SMSF ownership unlikely to be beneficial to those with lower asset levels.
A sum of $200,000 is often what is quoted as being enough to justify owning an SMSF but the reality is that it should be 10 times that amount to be truly effective.
Analysis of data from the Australian Tax Office (ATO) by Industry Super Australia economists has discovered that the average net return for an SMSF in 2015 was only 6.2 per cent. When compared to retail and industry funds of similar balances, which had returns of 7.8 per cent and 9.7 per cent respectively, the reality of an SMSF isn't so rosy.
And the range of returns on SMSF varies greatly depending on the balance of its assets – minus 16.9 per cent for funds with balances of less than $50,000 to 7.7 per cent for funds with balances of $2 million.
Industry Super’s chief economist Stephen Anthony said the findings should confirm once and for all the value of an SMSF. “A self-managed super fund with less than $2 million in assets is unviable as a retirement savings vehicle.

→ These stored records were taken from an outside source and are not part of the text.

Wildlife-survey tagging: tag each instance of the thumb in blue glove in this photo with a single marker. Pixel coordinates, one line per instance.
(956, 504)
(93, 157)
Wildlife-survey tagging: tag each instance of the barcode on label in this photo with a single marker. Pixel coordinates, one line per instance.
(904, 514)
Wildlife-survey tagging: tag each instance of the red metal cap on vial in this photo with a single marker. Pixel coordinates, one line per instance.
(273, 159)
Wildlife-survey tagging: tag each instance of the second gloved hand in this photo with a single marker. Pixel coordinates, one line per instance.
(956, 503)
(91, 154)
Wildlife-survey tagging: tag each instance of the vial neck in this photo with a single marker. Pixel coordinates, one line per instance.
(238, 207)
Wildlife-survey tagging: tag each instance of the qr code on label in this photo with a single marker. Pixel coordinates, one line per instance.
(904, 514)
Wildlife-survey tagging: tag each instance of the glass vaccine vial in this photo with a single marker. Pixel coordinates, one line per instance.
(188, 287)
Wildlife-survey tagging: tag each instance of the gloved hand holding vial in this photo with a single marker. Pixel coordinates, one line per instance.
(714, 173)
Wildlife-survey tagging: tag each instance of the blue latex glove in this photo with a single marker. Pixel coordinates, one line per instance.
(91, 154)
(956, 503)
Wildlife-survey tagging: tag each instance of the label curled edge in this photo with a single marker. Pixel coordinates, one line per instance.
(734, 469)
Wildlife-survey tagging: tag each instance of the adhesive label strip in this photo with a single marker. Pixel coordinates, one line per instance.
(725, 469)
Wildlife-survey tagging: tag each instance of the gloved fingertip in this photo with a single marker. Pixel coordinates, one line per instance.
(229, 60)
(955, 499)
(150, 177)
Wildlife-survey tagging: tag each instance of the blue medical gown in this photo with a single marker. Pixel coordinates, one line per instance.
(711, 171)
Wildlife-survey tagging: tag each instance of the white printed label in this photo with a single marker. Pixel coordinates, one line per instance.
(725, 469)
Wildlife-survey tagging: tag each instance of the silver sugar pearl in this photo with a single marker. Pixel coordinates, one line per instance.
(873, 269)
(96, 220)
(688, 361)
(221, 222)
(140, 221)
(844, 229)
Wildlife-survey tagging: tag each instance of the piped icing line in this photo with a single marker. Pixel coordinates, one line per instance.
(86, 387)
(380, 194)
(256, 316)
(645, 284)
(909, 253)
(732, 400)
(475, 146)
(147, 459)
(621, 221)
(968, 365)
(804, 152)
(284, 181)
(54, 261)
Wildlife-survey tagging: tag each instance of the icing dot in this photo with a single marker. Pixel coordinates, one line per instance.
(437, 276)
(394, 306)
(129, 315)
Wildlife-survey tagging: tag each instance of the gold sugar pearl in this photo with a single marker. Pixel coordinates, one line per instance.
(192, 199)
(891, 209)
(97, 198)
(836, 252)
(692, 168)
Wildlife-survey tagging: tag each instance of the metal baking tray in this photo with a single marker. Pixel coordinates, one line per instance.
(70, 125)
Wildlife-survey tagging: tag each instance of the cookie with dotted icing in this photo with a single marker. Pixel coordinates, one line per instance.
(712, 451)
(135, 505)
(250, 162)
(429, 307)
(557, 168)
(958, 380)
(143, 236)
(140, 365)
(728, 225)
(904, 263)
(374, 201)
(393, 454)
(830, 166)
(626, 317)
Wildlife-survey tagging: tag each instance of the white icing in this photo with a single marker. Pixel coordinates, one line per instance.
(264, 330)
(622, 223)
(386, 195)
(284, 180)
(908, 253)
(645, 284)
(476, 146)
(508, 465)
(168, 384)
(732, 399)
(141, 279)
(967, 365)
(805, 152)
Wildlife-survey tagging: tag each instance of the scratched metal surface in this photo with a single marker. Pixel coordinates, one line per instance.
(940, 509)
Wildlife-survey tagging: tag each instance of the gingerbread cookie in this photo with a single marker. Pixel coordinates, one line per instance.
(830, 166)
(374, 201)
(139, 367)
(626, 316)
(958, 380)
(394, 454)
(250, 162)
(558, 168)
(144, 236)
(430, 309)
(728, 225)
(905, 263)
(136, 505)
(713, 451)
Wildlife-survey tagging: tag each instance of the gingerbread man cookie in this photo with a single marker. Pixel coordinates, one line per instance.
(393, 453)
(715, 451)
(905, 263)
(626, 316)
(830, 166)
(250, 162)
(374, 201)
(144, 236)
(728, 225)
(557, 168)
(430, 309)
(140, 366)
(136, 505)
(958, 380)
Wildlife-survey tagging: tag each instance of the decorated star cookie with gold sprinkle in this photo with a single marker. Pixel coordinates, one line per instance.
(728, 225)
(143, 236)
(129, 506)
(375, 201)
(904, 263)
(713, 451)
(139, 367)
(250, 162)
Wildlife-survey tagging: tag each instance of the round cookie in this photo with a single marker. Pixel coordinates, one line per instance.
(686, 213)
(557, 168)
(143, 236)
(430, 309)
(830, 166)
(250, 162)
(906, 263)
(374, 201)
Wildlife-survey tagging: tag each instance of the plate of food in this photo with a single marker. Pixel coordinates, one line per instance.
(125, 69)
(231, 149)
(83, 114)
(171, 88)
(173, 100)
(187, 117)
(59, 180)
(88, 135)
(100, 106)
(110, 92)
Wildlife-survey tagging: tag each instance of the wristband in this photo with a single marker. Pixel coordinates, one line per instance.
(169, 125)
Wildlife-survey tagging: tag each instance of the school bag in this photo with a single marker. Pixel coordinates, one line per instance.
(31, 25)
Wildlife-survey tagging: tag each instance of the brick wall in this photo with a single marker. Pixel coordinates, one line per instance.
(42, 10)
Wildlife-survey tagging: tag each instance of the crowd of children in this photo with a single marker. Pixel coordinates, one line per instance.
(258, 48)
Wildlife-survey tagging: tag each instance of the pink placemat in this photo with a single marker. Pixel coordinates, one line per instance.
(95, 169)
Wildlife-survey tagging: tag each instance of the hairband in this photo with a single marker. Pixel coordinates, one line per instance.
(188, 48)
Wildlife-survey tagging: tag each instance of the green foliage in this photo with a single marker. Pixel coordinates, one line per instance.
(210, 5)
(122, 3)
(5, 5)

“The best performing SMSFs will have a diverse portfolio of assets is unviable as a retirement savings vehicle.”
Yet, SMSFs remain popular, with a spike in ownership amongst younger members aged 35 to 44. SMSF ownership increased by 5.5 per cent in 2015.
Citing the findings of a 2016 CIFR Working Paper, which linked SMSF popularity to low financial literacy, high confidence and links to financial and tax professions, Mr Anthony said, “We share the view that SMSF sector growth is being driven by sales efforts. It’s important that consumers look at the returns and fully understand what they’re signing up to.”